We followed Mohammed down the corridor and out onto the court. Not quite the winding maze of Wimbledon, just gladiators thrown directly to the lions.
Hard courts made for fast, sometimes brutal, matches. We walked with slightly squeaking soles around the green section of the floor around the dark-blue court, taking our places either side of the umpire up on her elevated seat. I hadn’t checked her name, but I remembered her face. The top-level umpires travelled with the tour, and she was relatively new. She’d told me off in Melbourne for smacking my racquet off the ground after a double fault, deducting a point for my temper.
Okay, maybe I had deserved that one. She gave me a knowing look as we moved to start the warmup rallies.
Once I saw Toni across the net from me, I started to remember our previous match in Paris. She’d come right after me, like we were both juniors with nothing to lose and not much difference in our rankings. The way she started to hit even in this loose warmup suggested she’d be bringing the same big hits. Her two-handed backhand came at me like I’d talked about her mother, and it had taken a quick adjustment to be able to return it.
All too soon the match was underway, the crowd a little restless given the early afternoon start. Fridays were always strange mid-tournament. The second week usually provided the big drama.

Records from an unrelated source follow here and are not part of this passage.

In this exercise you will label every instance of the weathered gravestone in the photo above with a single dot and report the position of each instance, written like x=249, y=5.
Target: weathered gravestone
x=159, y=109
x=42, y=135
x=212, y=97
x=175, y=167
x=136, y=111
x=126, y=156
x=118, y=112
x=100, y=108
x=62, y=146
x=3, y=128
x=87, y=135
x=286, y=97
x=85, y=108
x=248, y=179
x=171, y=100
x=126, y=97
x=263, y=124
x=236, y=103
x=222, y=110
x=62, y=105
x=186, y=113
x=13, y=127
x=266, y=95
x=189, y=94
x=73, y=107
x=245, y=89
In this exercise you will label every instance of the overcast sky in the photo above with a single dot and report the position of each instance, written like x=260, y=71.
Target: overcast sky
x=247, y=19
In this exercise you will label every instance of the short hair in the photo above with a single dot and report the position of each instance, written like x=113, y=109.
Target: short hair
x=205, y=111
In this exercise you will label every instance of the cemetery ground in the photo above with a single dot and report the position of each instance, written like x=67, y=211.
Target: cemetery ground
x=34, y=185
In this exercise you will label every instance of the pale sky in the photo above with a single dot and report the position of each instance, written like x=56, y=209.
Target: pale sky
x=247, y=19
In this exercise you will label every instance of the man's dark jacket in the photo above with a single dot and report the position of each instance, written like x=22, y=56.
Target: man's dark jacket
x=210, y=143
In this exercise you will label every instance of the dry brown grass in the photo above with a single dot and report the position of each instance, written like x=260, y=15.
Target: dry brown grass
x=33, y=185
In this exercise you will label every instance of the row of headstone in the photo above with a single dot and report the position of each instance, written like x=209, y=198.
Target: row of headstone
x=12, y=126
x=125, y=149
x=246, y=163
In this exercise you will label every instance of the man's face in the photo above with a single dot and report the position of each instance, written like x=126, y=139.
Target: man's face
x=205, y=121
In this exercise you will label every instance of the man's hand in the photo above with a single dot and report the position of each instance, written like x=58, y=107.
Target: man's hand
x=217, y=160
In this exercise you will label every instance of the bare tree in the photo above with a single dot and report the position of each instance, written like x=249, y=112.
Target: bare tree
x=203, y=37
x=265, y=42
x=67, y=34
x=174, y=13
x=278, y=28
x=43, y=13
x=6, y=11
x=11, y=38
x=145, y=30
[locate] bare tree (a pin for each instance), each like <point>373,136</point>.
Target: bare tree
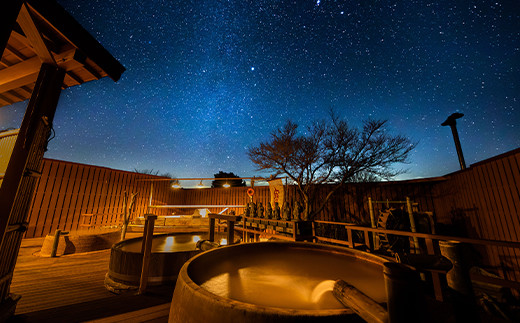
<point>331,152</point>
<point>231,182</point>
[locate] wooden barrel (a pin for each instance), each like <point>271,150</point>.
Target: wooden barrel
<point>80,241</point>
<point>125,264</point>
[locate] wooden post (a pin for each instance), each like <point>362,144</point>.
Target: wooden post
<point>405,301</point>
<point>211,229</point>
<point>361,304</point>
<point>145,229</point>
<point>372,222</point>
<point>151,196</point>
<point>8,15</point>
<point>437,288</point>
<point>55,243</point>
<point>17,189</point>
<point>150,219</point>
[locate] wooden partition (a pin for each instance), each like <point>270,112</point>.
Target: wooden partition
<point>67,190</point>
<point>481,202</point>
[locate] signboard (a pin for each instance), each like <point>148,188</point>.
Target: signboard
<point>276,191</point>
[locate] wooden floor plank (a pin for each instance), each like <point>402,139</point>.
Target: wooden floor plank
<point>70,289</point>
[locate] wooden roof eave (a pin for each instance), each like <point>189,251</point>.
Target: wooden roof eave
<point>69,28</point>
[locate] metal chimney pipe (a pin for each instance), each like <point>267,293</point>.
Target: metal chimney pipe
<point>451,121</point>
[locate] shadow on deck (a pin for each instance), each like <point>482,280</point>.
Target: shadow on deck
<point>70,289</point>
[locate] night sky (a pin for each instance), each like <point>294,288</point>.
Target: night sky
<point>205,80</point>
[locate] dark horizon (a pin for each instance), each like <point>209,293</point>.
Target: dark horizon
<point>206,80</point>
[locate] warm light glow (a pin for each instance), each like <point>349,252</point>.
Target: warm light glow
<point>168,243</point>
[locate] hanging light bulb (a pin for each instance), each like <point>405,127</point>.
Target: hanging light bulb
<point>175,184</point>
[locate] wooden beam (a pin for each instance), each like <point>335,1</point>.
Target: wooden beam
<point>16,190</point>
<point>15,53</point>
<point>30,30</point>
<point>17,95</point>
<point>8,14</point>
<point>25,72</point>
<point>17,34</point>
<point>64,24</point>
<point>6,99</point>
<point>18,83</point>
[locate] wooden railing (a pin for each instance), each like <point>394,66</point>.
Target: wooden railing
<point>91,221</point>
<point>432,248</point>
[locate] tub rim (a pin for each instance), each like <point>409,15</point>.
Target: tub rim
<point>118,245</point>
<point>240,305</point>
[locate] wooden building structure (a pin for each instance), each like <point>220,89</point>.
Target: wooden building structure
<point>43,50</point>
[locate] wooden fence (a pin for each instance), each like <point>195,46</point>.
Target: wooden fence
<point>481,202</point>
<point>67,190</point>
<point>7,140</point>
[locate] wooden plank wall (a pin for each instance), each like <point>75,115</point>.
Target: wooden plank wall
<point>484,202</point>
<point>348,205</point>
<point>7,140</point>
<point>67,190</point>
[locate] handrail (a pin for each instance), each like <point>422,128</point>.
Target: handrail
<point>499,243</point>
<point>192,206</point>
<point>429,238</point>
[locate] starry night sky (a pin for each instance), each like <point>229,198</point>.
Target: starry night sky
<point>206,79</point>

I wasn’t defending champion this year either: Celeste had kicked me out in the semis last year, on her way to winning the whole thing.

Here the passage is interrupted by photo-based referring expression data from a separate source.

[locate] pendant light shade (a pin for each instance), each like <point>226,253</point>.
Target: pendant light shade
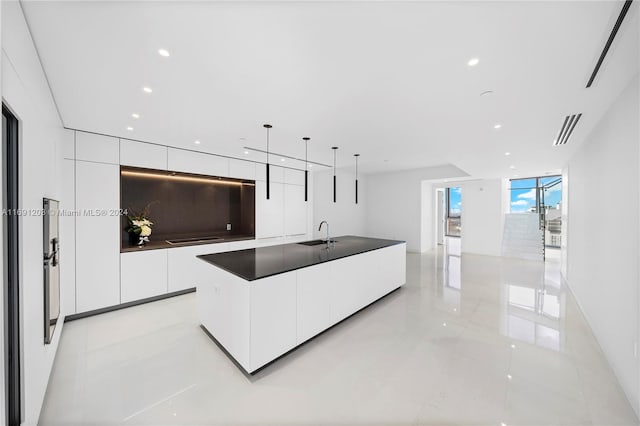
<point>268,127</point>
<point>306,169</point>
<point>356,155</point>
<point>335,150</point>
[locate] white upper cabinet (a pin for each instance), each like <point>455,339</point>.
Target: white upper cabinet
<point>98,230</point>
<point>294,177</point>
<point>276,174</point>
<point>98,148</point>
<point>141,154</point>
<point>295,211</point>
<point>240,169</point>
<point>269,213</point>
<point>197,162</point>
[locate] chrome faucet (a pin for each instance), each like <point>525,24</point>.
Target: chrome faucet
<point>320,227</point>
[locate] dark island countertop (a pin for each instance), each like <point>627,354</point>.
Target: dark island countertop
<point>262,262</point>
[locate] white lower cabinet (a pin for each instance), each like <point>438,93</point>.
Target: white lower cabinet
<point>143,274</point>
<point>185,269</point>
<point>97,235</point>
<point>273,317</point>
<point>314,294</point>
<point>258,321</point>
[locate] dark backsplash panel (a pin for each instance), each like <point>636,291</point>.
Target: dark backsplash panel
<point>188,205</point>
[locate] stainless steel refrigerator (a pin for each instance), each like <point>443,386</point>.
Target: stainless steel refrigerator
<point>51,267</point>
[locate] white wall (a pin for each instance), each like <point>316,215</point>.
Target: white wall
<point>345,217</point>
<point>482,215</point>
<point>602,264</point>
<point>400,206</point>
<point>25,91</point>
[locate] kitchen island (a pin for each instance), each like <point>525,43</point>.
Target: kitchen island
<point>260,303</point>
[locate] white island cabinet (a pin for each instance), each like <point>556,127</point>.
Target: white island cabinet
<point>259,304</point>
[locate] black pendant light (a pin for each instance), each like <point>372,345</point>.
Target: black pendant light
<point>356,155</point>
<point>267,126</point>
<point>306,169</point>
<point>335,150</point>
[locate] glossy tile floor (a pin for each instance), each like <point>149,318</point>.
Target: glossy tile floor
<point>468,340</point>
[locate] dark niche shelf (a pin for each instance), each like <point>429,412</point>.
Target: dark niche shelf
<point>187,206</point>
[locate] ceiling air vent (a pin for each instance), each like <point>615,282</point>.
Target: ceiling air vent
<point>567,129</point>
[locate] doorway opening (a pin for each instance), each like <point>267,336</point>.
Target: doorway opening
<point>11,293</point>
<point>453,204</point>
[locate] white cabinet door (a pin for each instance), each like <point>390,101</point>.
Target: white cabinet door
<point>68,239</point>
<point>97,235</point>
<point>240,169</point>
<point>197,162</point>
<point>269,213</point>
<point>185,269</point>
<point>273,317</point>
<point>140,154</point>
<point>295,210</point>
<point>99,148</point>
<point>143,274</point>
<point>314,295</point>
<point>276,173</point>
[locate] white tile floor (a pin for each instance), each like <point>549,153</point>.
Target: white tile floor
<point>468,340</point>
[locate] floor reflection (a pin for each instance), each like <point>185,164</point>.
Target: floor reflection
<point>531,298</point>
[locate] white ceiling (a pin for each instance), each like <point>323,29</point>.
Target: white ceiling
<point>388,80</point>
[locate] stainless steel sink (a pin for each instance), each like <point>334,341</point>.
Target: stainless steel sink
<point>316,242</point>
<point>193,240</point>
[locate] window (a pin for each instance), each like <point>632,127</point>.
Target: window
<point>532,194</point>
<point>454,212</point>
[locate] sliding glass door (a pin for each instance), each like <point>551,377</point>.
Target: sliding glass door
<point>10,296</point>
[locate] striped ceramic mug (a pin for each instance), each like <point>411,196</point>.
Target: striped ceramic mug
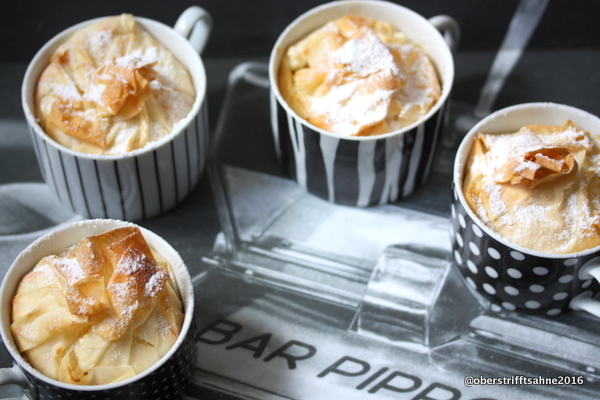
<point>363,170</point>
<point>145,182</point>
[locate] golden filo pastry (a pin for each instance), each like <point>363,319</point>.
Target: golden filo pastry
<point>358,76</point>
<point>538,188</point>
<point>99,312</point>
<point>112,88</point>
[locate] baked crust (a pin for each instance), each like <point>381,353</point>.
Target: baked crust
<point>98,312</point>
<point>112,88</point>
<point>358,76</point>
<point>538,187</point>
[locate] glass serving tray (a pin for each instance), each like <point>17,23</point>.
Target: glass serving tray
<point>303,299</point>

Toni won the toss and opted to serve first, which was common in players against me. They figured they’d have a chance to rack up the first game quickly, reduce the risk of me getting into my stride and leaving them with a zero for that set. I’d done that to more than a few players in my time, after all.

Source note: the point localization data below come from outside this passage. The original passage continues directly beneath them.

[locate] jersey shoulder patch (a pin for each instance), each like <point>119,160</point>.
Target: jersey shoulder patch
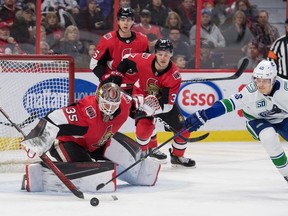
<point>176,75</point>
<point>108,36</point>
<point>90,111</point>
<point>251,87</point>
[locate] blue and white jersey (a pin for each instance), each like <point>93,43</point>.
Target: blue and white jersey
<point>273,107</point>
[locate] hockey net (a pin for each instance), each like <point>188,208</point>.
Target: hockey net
<point>30,87</point>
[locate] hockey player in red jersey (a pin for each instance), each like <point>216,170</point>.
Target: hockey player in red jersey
<point>114,45</point>
<point>160,77</point>
<point>82,132</point>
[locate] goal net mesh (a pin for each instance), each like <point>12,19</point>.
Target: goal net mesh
<point>31,86</point>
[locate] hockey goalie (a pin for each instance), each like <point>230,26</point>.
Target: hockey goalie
<point>79,138</point>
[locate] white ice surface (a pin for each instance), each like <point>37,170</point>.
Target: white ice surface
<point>231,179</point>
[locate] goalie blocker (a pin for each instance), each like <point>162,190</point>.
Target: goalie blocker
<point>122,152</point>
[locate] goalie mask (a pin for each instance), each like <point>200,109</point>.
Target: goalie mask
<point>265,70</point>
<point>125,13</point>
<point>108,98</point>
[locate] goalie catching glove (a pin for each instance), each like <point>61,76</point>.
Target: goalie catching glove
<point>150,106</point>
<point>145,107</point>
<point>41,138</point>
<point>196,120</point>
<point>115,77</point>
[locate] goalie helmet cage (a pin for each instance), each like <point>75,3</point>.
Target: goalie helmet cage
<point>30,87</point>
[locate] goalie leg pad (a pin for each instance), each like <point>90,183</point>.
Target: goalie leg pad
<point>41,138</point>
<point>124,151</point>
<point>84,175</point>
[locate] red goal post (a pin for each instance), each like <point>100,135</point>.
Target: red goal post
<point>30,87</point>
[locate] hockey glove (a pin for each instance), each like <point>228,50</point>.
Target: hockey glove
<point>115,77</point>
<point>151,105</point>
<point>195,121</point>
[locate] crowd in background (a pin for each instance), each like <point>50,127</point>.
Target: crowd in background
<point>230,29</point>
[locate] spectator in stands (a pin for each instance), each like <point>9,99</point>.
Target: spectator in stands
<point>54,30</point>
<point>209,31</point>
<point>220,12</point>
<point>180,61</point>
<point>73,8</point>
<point>250,11</point>
<point>8,11</point>
<point>252,54</point>
<point>151,31</point>
<point>45,48</point>
<point>264,33</point>
<point>21,30</point>
<point>103,5</point>
<point>159,12</point>
<point>187,13</point>
<point>208,4</point>
<point>238,35</point>
<point>173,20</point>
<point>91,18</point>
<point>278,53</point>
<point>42,34</point>
<point>48,5</point>
<point>180,47</point>
<point>70,44</point>
<point>206,61</point>
<point>134,5</point>
<point>90,49</point>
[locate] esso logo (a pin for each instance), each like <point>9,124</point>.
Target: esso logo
<point>195,96</point>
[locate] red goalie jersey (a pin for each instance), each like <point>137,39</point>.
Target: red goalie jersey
<point>84,124</point>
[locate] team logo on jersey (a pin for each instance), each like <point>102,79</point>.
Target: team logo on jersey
<point>126,51</point>
<point>176,75</point>
<point>152,87</point>
<point>107,135</point>
<point>145,55</point>
<point>107,36</point>
<point>90,111</point>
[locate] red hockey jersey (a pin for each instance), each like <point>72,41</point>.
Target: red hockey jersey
<point>111,49</point>
<point>160,84</point>
<point>83,123</point>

She looked good, with her cute little bandana, the same black and neon green as her shorts and tank top. Her dark hair was pulled up high in a ponytail, and on that front at least we matched. Thankfully, New York had gone for a bearable sort of grey day, far from the scorching heat of Australia in January. My navy-blue-and-gold dress felt good, felt almost like wearing nothing at all, which is really what you want in sportswear. The matching Lycra shorts underneath would be on display at moments I hadn’t even considered, but that sort of thinking always melted away as soon as the first serve came at me.
She started with an ace.
Fifteen-love, the umpire confirmed. I had to get my head in the game, and quickly. Toni’s smile was long gone, replaced by an expression of total concentration. Unfortunately for me, that was somehow even more attractive. I managed to stop staring long enough to return her serve the next time, but she took that point with a sneaky net shot I hadn’t seen coming.
Okay, losing the first game was hardly a deal-breaker. I took a deep breath, the nagging tightness in the depths of my chest flaring at me, a reminder that I didn’t always have this under control. I held my racquet loose and confident, bending forward in anticipation of what would come to my baseline next.
Toni tossed the ball in the air for her next serve, and from that moment she all but disappeared. Just a shape, just the blur moving behind the ball. All that mattered was beating that blur.
Game on.
Chapter Eleven
“Jesus!” Toni gasped as the locker room door closed behind us. The private dressing rooms were now the territory of whoever was playing on court after us. Our things had been thoughtfully relocated by Mohammed’s ever-competent staff. I moved straight for my locker, tucked in the corner away from all the others. Number 19. Some people said it must be lucky; I just liked a little consistency in a life where I was somewhere different every other week.
I didn’t know what to say to her.
I never did really, after matches like that. I considered some platitude or other, but as I turned to say it, she unleashed a torrent of Spanish with her head pressed against her own locker door, racquet bag still over her shoulder. Something about madre and then something else about leche. The speed and the furious tone made me glad that while I spoke fluent French, Swedish, and English, with a decent grasp of German, I had never been able to retain much in Spanish beyond dos cervezas, por favor. All the more annoying when I didn’t even drink beer.
Hoping it wouldn’t backfire, I dropped my things in the locker and turned to comfort her. “Hey, it was a good match.”